Group members: Joon Suh Choi, Linlin Lu, Nahom Ogbazghi, Vinayak Renu Nair
This project uses the Newsela corpus and different word vectorization and machine learning (ML) algorithms to produce models predicting text readability.
Word vectorization is needed to make the data consumable for the models. For the ML algorithms used include 1) SVM, 2) Multinomial Logistic Regression, 3) Naive Bayes, and 4) Transformers that is done through TF-IDF, while fastText and Bert have there own vectorizers.
Data is fed into the vectorizers in the formats of: plain text, ngram, and removed stopwords.
Deep Learning
- transformers
- tensorflow
- fasttext
- sklearn
- torch
Data Management
- pandas
- numpy
- scipy
Plotting
- matplotlib
- tabulate
- seaborn
NLP
- nltk
The dataset files and a fine-tuned bert model can be downloaded from: https://drive.google.com/drive/folders/1C54tPVXpzvXy8aNOvbuMzcJL0Ra87j8x?usp=sharing Please download and put this files in the same directory of your project before running the project.

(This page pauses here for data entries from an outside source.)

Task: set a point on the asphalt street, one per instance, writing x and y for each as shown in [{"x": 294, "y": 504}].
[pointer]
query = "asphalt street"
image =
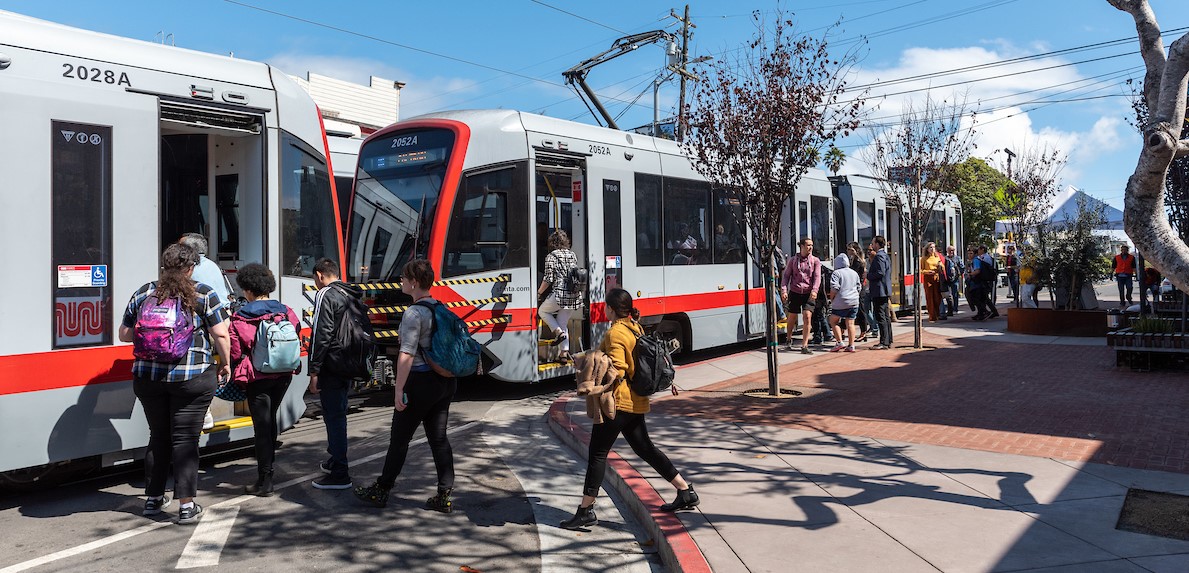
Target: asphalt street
[{"x": 515, "y": 483}]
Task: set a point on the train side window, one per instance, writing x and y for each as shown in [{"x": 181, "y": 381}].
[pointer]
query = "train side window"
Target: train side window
[
  {"x": 864, "y": 221},
  {"x": 648, "y": 221},
  {"x": 728, "y": 244},
  {"x": 81, "y": 187},
  {"x": 307, "y": 209},
  {"x": 686, "y": 221},
  {"x": 482, "y": 237}
]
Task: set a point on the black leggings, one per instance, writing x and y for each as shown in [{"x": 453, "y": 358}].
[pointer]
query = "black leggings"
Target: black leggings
[
  {"x": 429, "y": 397},
  {"x": 264, "y": 400},
  {"x": 633, "y": 428}
]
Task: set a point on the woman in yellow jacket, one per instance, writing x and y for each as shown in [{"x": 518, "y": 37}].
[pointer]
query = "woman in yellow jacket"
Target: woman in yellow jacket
[{"x": 620, "y": 345}]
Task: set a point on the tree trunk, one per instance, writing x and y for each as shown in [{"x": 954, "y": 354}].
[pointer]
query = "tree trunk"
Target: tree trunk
[{"x": 772, "y": 297}]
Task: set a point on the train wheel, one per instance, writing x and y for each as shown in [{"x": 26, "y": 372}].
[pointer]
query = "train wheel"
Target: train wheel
[{"x": 672, "y": 331}]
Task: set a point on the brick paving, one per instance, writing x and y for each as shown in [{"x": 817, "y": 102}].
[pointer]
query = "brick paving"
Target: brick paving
[{"x": 1063, "y": 402}]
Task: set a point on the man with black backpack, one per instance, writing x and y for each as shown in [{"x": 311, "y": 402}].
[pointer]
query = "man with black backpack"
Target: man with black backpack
[{"x": 339, "y": 352}]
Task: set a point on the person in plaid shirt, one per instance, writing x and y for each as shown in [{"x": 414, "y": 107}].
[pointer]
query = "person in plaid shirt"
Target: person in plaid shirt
[
  {"x": 565, "y": 297},
  {"x": 176, "y": 395}
]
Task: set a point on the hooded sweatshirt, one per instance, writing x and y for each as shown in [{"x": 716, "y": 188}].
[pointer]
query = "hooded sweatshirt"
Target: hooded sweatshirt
[
  {"x": 844, "y": 284},
  {"x": 244, "y": 326}
]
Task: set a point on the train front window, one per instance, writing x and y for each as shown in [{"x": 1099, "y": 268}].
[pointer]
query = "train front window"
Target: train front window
[{"x": 397, "y": 186}]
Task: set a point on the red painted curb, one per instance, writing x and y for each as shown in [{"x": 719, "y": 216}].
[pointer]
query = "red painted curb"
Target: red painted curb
[{"x": 673, "y": 541}]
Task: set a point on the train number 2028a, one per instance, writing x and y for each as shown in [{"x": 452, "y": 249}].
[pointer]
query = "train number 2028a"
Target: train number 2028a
[{"x": 96, "y": 75}]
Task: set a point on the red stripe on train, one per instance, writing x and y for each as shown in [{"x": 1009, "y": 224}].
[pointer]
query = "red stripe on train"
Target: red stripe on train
[{"x": 85, "y": 366}]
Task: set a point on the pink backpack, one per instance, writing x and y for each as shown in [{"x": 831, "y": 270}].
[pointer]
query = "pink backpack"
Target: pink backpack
[{"x": 164, "y": 331}]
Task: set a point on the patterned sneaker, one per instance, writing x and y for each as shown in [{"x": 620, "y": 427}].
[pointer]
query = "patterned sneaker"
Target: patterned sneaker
[
  {"x": 155, "y": 505},
  {"x": 373, "y": 495},
  {"x": 332, "y": 483},
  {"x": 441, "y": 502},
  {"x": 190, "y": 514}
]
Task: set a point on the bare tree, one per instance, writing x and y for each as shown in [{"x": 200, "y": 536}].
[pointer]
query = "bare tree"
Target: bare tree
[
  {"x": 756, "y": 125},
  {"x": 1027, "y": 197},
  {"x": 1165, "y": 83},
  {"x": 916, "y": 157}
]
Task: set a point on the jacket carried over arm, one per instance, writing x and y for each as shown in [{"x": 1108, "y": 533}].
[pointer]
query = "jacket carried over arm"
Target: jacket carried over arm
[
  {"x": 328, "y": 307},
  {"x": 620, "y": 345},
  {"x": 597, "y": 381}
]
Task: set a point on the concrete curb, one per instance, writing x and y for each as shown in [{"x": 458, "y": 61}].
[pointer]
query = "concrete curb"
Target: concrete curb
[{"x": 674, "y": 543}]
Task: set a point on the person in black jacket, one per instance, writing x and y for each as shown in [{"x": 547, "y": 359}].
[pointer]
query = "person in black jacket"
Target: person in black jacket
[
  {"x": 879, "y": 283},
  {"x": 331, "y": 386}
]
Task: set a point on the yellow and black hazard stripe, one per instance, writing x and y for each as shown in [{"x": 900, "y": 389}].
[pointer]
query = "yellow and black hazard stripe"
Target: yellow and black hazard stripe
[
  {"x": 472, "y": 325},
  {"x": 476, "y": 302},
  {"x": 448, "y": 282}
]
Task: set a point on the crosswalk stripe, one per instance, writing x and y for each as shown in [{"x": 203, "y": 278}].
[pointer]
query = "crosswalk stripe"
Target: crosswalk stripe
[{"x": 208, "y": 537}]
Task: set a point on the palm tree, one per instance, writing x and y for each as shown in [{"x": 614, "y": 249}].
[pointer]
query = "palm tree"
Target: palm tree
[{"x": 834, "y": 159}]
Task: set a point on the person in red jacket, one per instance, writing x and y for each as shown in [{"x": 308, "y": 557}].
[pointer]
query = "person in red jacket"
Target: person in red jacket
[
  {"x": 1125, "y": 272},
  {"x": 265, "y": 391}
]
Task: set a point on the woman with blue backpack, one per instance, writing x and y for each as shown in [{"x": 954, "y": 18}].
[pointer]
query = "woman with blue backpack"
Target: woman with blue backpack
[
  {"x": 265, "y": 353},
  {"x": 175, "y": 326},
  {"x": 627, "y": 417},
  {"x": 422, "y": 395}
]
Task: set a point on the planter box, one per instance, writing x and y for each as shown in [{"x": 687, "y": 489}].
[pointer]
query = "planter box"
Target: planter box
[{"x": 1046, "y": 321}]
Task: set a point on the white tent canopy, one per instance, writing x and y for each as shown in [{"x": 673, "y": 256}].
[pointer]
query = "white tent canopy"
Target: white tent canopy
[{"x": 1064, "y": 208}]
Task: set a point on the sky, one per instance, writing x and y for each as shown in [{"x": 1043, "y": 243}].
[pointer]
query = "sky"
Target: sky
[{"x": 510, "y": 54}]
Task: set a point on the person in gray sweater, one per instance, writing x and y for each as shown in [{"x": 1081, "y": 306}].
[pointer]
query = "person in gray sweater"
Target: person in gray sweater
[{"x": 844, "y": 285}]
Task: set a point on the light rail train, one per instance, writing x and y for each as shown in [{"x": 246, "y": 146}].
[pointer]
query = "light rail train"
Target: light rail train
[
  {"x": 477, "y": 193},
  {"x": 112, "y": 150}
]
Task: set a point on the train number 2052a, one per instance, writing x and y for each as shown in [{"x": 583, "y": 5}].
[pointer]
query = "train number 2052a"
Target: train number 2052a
[{"x": 96, "y": 75}]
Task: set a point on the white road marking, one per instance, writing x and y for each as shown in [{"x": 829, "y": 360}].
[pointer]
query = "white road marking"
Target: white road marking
[
  {"x": 208, "y": 539},
  {"x": 233, "y": 502}
]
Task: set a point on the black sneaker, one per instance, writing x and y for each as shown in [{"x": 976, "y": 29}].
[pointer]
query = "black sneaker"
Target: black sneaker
[
  {"x": 155, "y": 505},
  {"x": 441, "y": 502},
  {"x": 332, "y": 483},
  {"x": 189, "y": 515}
]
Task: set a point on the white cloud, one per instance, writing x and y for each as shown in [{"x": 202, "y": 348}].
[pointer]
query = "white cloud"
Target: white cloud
[
  {"x": 420, "y": 94},
  {"x": 1000, "y": 101}
]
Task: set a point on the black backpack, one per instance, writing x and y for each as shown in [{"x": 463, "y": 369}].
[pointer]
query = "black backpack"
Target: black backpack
[
  {"x": 654, "y": 366},
  {"x": 353, "y": 347}
]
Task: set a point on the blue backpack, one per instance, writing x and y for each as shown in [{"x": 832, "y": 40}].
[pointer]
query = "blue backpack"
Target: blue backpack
[
  {"x": 452, "y": 351},
  {"x": 277, "y": 346}
]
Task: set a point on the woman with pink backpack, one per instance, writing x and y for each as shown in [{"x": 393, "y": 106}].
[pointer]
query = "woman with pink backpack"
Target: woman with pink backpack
[
  {"x": 265, "y": 353},
  {"x": 176, "y": 326}
]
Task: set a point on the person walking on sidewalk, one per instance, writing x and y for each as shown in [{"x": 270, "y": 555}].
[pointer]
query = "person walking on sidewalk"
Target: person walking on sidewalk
[
  {"x": 879, "y": 279},
  {"x": 798, "y": 285},
  {"x": 331, "y": 303},
  {"x": 859, "y": 264},
  {"x": 843, "y": 302},
  {"x": 174, "y": 375},
  {"x": 421, "y": 397},
  {"x": 956, "y": 277},
  {"x": 265, "y": 390},
  {"x": 1125, "y": 272},
  {"x": 627, "y": 419},
  {"x": 932, "y": 274},
  {"x": 565, "y": 296}
]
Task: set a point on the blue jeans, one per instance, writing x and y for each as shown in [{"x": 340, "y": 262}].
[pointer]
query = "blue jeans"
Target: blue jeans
[
  {"x": 1124, "y": 288},
  {"x": 333, "y": 396}
]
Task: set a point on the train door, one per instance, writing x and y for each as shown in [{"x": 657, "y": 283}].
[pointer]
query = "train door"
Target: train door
[
  {"x": 212, "y": 178},
  {"x": 560, "y": 190}
]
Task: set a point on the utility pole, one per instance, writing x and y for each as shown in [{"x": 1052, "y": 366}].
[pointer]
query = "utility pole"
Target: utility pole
[{"x": 685, "y": 58}]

This project has been tested and installed on Windows. For optimal performance using a device with GPUs will significantly speed up BERT tuning. If the device used does not have GPUs the CPU will be used instead for tuning and that could potentially take hours.
An NVIDIA GPU and CUDA toolkit is required for the code to run on GPU.
Python versions: 3.7-3.9
The project was tested in Python 3.7.1. to match the Python version used in Google Colab.
pickle, fasttext, pandas, tensorflow, torch, transformers, scipy, os, pandas, numpy, nltk, warnings, tabulate, sklearn, matplotlib.pyplot, seaborn, random
Create a new virtual environment and activate it by executing activate.bat
python -m venv <NAME OF NEW ENVIRONMENT>
Install fasttext using separate wheel. (the included wheel is for Python version 3.7. Wheels for other versions can be found here: https://pypi.bartbroe.re/fasttext/)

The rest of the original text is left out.